一天中午,子良和二弟从山上拾柴禾回来,被王母叫住:“你哥弟俩去新寨庙子请陈法师给你爹看病。别走错了,河对岸那片柚木林中露出的房屋就是,陈法师在里面念经哩。”

兄弟俩走到河岸,上游河心一个面色黝黑的少年手里抓着一条鱼,高喊:“子良,我逮着一条大鱼,快来帮帮忙?”

二弟说:“哥,是瓮城的罗老豆叫你哩?”

子良说:“爹爹的病要紧,别理他。”说着,趟过了河去。

陈法师被兄弟俩请到家里,为王木匠把脉,全家人焦急地站在一旁。不一会陈法师摇摇头,提着药葫芦走出门外对王母说:“王木匠病情严重,患的是伤寒症。贫僧无能为力,你另请高明吧。”
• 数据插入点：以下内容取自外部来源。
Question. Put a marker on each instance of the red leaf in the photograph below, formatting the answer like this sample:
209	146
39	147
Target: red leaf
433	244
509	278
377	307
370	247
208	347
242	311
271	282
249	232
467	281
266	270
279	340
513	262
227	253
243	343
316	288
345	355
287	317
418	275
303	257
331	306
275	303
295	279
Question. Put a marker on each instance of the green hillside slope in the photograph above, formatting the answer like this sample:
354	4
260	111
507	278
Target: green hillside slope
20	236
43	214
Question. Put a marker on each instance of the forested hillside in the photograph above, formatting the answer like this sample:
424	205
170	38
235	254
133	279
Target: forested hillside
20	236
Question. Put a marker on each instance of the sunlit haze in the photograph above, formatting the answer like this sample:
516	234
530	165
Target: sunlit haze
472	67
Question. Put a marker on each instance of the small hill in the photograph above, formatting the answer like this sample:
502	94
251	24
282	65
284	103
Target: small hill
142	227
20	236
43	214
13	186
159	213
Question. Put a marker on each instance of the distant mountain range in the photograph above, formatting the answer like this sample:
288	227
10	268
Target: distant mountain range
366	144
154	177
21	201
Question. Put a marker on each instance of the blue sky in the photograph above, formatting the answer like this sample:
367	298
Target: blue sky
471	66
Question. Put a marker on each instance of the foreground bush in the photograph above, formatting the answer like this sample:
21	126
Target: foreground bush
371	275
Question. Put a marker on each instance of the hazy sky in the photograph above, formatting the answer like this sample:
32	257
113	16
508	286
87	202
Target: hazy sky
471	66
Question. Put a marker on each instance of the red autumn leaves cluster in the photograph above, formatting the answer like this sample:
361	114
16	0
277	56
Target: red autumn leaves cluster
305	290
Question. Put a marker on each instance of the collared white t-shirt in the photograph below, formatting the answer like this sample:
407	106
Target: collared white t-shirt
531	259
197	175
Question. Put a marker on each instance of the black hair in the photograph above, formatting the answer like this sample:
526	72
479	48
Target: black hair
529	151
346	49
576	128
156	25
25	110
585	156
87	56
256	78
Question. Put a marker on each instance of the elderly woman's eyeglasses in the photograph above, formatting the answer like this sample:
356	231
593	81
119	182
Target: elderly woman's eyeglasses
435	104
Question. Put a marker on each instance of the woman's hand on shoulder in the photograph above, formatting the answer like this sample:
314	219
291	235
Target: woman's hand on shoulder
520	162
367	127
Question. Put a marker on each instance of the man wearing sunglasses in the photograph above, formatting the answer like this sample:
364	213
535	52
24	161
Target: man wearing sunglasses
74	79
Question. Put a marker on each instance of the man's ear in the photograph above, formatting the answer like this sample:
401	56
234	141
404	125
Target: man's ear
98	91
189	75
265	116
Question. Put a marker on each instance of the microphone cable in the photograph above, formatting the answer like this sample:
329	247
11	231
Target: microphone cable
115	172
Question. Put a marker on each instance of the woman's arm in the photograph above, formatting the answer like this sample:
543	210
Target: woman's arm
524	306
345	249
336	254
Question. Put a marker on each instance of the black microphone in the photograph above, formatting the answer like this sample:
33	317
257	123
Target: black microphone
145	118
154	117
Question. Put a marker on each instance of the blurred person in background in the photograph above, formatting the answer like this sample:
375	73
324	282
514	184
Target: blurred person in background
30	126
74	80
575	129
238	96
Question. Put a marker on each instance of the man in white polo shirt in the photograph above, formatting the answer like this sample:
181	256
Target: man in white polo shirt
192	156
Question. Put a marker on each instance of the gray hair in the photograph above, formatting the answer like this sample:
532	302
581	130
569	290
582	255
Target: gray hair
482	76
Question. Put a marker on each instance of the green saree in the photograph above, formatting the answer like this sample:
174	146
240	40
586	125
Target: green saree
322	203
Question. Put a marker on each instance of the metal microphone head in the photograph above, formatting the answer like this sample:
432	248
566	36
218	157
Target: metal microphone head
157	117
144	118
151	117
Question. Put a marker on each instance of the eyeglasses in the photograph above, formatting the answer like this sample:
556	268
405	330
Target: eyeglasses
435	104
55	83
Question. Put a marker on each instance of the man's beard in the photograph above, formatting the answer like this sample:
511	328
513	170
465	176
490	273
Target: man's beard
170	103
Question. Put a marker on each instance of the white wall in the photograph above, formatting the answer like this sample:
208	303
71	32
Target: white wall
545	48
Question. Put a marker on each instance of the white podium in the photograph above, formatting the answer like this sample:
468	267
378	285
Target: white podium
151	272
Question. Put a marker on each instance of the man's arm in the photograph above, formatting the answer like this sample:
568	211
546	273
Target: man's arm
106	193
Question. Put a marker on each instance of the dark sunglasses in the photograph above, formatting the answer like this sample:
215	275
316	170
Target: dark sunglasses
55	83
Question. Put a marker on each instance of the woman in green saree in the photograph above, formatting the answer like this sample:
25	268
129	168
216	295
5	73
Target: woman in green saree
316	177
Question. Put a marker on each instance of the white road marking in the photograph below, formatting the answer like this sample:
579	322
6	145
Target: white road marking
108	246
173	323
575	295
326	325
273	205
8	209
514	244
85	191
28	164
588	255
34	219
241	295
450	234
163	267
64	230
王母如同五雷轰顶,一下子跪地哀求说:“法师,你给良儿他爹好好治治吧,他可是家里的顶梁柱哩。”

陈法师说:“不是我不想医治,王木匠的病已是晚期。华佗再世,也无回天之术。”说完,匆匆告辞走了。

几天后,躺在床上的王木匠呻吟着,眼里噙着泪花,把四个年幼的娃崽叫到身边,从破被子里伸出瘦削的手抚摸着子良的头说:“良儿,爹……不……能……陪你姐弟四人了,你……要……听……妈……”话未说完,合上双眼,依依不舍地离开了人间。
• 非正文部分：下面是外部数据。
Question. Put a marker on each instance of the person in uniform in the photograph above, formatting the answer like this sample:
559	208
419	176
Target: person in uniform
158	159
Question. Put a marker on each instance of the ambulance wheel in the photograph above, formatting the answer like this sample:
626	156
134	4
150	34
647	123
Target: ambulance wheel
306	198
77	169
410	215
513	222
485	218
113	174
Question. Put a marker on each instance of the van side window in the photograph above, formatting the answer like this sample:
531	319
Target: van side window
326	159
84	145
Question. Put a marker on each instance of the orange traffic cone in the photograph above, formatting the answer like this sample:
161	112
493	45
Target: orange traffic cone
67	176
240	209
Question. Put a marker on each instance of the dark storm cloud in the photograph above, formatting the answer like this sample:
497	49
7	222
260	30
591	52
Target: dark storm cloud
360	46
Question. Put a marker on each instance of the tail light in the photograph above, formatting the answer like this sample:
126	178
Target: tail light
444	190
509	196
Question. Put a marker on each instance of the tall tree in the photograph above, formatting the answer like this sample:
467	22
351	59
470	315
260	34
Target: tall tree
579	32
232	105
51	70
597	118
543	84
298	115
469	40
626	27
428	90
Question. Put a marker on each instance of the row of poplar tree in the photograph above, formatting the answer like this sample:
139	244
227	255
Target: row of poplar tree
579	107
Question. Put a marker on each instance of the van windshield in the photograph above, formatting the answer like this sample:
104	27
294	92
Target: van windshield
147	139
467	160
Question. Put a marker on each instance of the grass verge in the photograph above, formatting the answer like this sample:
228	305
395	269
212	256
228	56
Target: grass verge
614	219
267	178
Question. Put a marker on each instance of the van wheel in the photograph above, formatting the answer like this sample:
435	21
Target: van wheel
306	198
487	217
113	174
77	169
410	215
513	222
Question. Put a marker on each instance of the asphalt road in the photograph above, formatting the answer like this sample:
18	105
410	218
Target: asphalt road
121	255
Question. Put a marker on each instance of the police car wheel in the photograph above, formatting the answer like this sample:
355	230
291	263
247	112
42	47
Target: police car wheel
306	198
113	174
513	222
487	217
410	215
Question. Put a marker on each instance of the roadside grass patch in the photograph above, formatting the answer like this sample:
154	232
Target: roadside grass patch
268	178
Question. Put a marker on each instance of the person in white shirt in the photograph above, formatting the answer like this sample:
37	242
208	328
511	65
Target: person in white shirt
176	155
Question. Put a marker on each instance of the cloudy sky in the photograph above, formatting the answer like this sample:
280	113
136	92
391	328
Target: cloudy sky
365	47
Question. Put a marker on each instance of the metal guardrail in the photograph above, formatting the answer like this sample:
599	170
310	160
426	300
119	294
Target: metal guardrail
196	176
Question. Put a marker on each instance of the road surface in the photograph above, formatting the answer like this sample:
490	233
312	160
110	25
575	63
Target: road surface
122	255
一家人哭得死去活来,惊动了左邻右舍。乡亲们挤满了门前狭窄的地坝。

罗木匠嘴里衔根短烟杆,王母说:“王妈,你再哭,人也不会活过来,赶快料理后事吧。”

“是呀,人都死了,赶快找个地方埋了。”

“……”

大家面对空荡荡的草屋,束手无策,七嘴八舌议论开了,王木匠平生地无一寸,田无一分,众人只好干瞪眼。

罗木匠说:“王妈,这样哭下去不是办法。找块地把王木匠安葬。”

王母失声痛哭地说:“我一个女人家,拉扯四个娃娃受了许多苦难,这块巴掌大的屋基还是向别人讨来的,家里四壁空空,我怎么安葬死人呀?”

众人议论纷纷,如同锅里煮沸的开水。一个妇女站出来说:“罗木匠,你带着子良母子二人到大户人家去讨块地,要相信天无绝人之路呀。”

罗木匠说:“只有罗生福财主有地有,你母子二人去求求情试试看。”

王母带着子良来到一家朱红院门前,一条黑狗狂吠着蹦出来。

“谁在逗我的狗?当心把腿咬断了,”一位白胡子老头开门出来,朝母子俩瞥了一眼,惊呼道,“哎呀,是王木匠的老婆。我以为是哪里的贵客哟!有何贵干?”

母子俩一下子跪倒。王母哀求道:“罗生福老爷,良儿他爹死了,送块荒地安葬死人吧?”

院子里走出来一个老太婆,鼓圆双眼大怒:“哎哟哟,我说王木匠的老婆,说得倒挺轻巧,这山呀水呀地呀,全是我家老祖宗攒下的,送给你岂不成了败家子?别在我这里哭,到别处去吧。”

王母磕头说:“二佬行行好,送块地把良儿爹葬了,娃娃长大有出息再报恩吧。”

老太婆冷笑说:“呸,龙生龙,凤生凤,蚂蚁黄蟮打洞洞。你等石头开花马生角吧。”说完,关了大门。

母子俩回到家来,乡亲们问找到地没有。王母头哭诉道:“我的命真苦呀!良儿他爹没处安身。我咋这样活呀?”

众人唉声叹气一片。罗木匠将烟斗敲了敲鞋帮,吐了一口唾沫,说:“王妈,事到如今我看只有这样办了,不知该不该说?”